Thursday, May 29, 2008

Reading Eavan Boland

I am reading her New Collected Poems for PFFA's NaPoReMo.






Front flap:
An Origin Like Water: Poems 1967-187 (1996) confirmed Eavan Boland's place at the forefront of contemporary poetry. New Collected Poems brings the record of her achievement up to date, adding material from her subsequent volumes and filling out key poems from the early years. Following the chronology of publication, the reader experiences the exhilarating sense of development, now incremental, now momentous. Boland's work traces a measured process of emancipation from conventions and stereotypes, writing in a space she has cleared not by violent rejection but by dialogue, critical engagement, and patient experimentation with form, theme, and language.


Back flap:
Eavan Boland, one of Ireland's formost poets, was born in Dublin and educated in London, New York, and Dublin. Her books of poetry include Against Love Poetry, The Lost Land, An Origin Like Water, and Outside History. Boland is also the author of Object Lessons: The Life of the Woman and the Poet in Our Times. She is the coeditor of two Norton anthologies: The Making of a Poem (with Mark Strand) and The Making of a Sonnet (with Edward Hirsch). Her awards include a Lannan Foundation Award in Poetry and an American Ireland Fund Literary Award. She has taught at Trinity College, University College, and Bowdoin College; was a member of the International Writing Program at the University of Iowa; and is now the Bella Mabury and Eloise Manbury Knapp Professor in Humanities, the Melvin and Bill Lane Professor in English, and the director of the Creative Writing Program at Stanford University.

Contents:
1. from 23 Poems (1962)
2. New Territory (1967)
3. from 'Femininity and Freedom' (1971)
4. The War Horse (1975)
5. In Her Own Image (1980)
6. Night Feed (1982)
7. The Journey (1987)
8. Outside History (1990)
9. In a Time of Violence (1994)
10. The Lost Land (1996)
11. Against Love Poetry (2001)

Author's Note:
All the poems from nine volumes of poetry have been collected here.

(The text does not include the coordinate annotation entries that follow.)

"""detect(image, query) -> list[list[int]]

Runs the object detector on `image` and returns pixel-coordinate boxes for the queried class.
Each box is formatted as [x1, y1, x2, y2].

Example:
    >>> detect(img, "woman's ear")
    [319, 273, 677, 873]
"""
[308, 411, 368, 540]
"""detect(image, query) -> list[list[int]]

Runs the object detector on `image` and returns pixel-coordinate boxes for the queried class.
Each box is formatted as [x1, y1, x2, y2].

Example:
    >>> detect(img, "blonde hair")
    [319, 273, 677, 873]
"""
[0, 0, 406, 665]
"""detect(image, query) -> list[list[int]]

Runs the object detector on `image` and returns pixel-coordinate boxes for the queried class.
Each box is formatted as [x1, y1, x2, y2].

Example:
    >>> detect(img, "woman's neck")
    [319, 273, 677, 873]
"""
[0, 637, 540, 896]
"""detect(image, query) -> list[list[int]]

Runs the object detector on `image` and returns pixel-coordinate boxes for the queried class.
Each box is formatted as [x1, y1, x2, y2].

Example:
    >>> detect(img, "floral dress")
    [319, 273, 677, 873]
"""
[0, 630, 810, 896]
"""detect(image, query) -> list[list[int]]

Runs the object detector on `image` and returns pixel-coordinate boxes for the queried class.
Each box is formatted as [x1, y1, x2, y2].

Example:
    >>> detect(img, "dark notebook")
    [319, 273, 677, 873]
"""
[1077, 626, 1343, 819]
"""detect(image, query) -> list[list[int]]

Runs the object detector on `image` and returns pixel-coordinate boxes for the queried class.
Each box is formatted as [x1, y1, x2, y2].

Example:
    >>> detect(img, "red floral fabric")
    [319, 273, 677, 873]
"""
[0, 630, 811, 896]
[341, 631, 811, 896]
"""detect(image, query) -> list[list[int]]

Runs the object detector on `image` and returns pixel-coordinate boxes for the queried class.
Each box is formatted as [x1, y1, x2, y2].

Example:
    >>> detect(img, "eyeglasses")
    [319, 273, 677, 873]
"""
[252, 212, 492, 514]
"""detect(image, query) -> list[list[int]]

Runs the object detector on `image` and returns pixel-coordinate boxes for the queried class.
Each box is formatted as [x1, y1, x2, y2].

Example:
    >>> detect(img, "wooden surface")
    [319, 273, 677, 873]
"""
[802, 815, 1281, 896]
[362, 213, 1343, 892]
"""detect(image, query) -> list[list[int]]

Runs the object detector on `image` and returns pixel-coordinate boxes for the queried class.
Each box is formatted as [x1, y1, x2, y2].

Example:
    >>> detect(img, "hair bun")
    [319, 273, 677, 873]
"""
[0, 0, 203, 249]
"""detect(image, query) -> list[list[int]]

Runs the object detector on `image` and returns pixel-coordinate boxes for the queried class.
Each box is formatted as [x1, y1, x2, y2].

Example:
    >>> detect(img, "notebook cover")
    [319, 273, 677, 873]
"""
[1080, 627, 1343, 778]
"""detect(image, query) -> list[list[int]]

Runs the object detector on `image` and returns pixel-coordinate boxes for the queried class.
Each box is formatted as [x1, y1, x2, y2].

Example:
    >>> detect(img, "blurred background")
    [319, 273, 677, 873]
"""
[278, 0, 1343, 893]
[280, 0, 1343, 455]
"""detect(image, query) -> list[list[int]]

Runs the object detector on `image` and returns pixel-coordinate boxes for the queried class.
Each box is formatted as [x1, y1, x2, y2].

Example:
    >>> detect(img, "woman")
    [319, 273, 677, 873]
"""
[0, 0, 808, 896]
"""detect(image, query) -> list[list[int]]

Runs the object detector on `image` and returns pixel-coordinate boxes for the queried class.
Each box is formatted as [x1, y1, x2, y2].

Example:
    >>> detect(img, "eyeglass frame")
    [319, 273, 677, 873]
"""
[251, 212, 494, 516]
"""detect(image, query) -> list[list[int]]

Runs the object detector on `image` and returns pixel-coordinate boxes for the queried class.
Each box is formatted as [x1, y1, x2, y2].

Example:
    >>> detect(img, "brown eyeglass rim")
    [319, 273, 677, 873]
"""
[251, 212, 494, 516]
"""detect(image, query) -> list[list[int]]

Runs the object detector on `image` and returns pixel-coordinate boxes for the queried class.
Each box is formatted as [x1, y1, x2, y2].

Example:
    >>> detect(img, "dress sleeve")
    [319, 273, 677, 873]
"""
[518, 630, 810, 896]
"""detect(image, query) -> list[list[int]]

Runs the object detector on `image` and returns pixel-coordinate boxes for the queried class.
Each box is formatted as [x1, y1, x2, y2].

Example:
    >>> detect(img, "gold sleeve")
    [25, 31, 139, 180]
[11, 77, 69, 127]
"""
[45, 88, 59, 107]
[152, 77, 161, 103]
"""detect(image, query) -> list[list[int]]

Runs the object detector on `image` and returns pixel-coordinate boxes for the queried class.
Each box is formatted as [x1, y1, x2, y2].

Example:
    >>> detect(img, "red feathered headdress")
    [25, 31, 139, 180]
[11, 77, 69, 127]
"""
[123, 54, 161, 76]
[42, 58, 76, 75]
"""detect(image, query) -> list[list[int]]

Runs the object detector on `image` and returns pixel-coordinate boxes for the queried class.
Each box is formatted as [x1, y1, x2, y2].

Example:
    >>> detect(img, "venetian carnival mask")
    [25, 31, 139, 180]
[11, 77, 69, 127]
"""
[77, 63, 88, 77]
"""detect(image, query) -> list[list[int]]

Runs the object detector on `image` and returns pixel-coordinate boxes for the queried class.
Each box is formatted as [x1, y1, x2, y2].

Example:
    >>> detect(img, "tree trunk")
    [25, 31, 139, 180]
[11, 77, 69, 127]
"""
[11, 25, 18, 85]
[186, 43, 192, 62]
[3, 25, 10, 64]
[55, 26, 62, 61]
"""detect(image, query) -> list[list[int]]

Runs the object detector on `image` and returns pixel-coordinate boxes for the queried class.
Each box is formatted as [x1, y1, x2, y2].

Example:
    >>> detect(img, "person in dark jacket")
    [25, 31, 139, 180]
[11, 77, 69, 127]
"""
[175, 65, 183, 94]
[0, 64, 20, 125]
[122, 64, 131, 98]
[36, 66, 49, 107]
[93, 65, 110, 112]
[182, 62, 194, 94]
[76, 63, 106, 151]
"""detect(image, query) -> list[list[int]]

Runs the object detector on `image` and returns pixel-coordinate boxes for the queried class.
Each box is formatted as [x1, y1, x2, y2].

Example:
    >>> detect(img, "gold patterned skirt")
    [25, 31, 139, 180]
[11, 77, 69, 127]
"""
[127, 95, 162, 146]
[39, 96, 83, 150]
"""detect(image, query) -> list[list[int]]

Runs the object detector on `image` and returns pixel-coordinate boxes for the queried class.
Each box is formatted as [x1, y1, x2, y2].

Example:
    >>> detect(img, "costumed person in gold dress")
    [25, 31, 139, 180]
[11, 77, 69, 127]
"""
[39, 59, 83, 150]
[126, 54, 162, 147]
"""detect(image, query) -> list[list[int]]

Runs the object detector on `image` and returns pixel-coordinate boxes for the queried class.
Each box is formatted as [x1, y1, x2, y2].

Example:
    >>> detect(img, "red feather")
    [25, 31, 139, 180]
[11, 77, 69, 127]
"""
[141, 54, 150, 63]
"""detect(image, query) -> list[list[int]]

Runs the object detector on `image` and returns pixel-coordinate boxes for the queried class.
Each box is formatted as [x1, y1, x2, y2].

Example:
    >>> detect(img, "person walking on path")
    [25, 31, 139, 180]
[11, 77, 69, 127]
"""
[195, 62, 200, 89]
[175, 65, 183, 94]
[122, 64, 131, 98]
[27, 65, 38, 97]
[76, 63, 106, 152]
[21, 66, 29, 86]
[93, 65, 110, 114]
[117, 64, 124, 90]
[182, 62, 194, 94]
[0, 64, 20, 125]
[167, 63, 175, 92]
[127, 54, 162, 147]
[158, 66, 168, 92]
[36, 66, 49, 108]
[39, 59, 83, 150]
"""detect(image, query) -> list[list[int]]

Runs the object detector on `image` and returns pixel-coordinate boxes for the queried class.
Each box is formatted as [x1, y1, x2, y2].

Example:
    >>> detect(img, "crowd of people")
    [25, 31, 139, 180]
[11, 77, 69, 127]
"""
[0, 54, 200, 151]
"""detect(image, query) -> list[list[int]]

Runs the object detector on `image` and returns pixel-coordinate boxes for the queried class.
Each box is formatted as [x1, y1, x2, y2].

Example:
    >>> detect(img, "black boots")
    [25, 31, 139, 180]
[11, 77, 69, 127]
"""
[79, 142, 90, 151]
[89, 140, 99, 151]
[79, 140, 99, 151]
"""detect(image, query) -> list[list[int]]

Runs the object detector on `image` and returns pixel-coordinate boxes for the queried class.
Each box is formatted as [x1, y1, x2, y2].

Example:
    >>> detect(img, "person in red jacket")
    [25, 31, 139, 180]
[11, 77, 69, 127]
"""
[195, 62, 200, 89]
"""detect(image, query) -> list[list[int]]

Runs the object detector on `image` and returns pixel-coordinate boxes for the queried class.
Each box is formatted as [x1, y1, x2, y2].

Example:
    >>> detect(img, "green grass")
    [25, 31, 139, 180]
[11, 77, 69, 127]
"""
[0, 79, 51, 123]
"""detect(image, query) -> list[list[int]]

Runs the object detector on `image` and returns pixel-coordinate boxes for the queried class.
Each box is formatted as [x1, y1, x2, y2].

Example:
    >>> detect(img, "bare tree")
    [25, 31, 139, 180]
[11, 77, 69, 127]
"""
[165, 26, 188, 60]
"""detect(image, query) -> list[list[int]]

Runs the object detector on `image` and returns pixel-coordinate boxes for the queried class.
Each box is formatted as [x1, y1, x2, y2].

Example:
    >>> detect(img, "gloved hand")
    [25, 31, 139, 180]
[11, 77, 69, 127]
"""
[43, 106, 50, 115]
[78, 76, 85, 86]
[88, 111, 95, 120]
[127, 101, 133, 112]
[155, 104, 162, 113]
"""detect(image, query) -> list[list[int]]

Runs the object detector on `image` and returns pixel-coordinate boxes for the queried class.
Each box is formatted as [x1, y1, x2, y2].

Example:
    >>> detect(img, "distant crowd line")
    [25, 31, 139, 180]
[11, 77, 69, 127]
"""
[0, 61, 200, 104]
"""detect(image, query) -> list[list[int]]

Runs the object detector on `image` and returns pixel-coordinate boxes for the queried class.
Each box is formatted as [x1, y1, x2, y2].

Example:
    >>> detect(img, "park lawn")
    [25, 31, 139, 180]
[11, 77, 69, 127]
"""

Nothing has been left out. Edits and exclusions from the Selected Poems have been reversed. The two volumes that the Collected Poems of 1995 did not include--The Lost Land and Against Love Poetry--have been added. In addition, I have retrieved two poems from 23 Poems, a chapbook which came out in 1962 when I was eighteen. I have also added a brief section from an unpublished verse play, part of which appeared in the Irish Press in 1971 under the title 'Femininity and Freedom'.
_____

Reading the Author's Note

So you re-edit the edits, and include
the ex-exclusions. You call it "reversed."
When the day, and its black letters, are reviewed,
you conclude nothing's better than the first.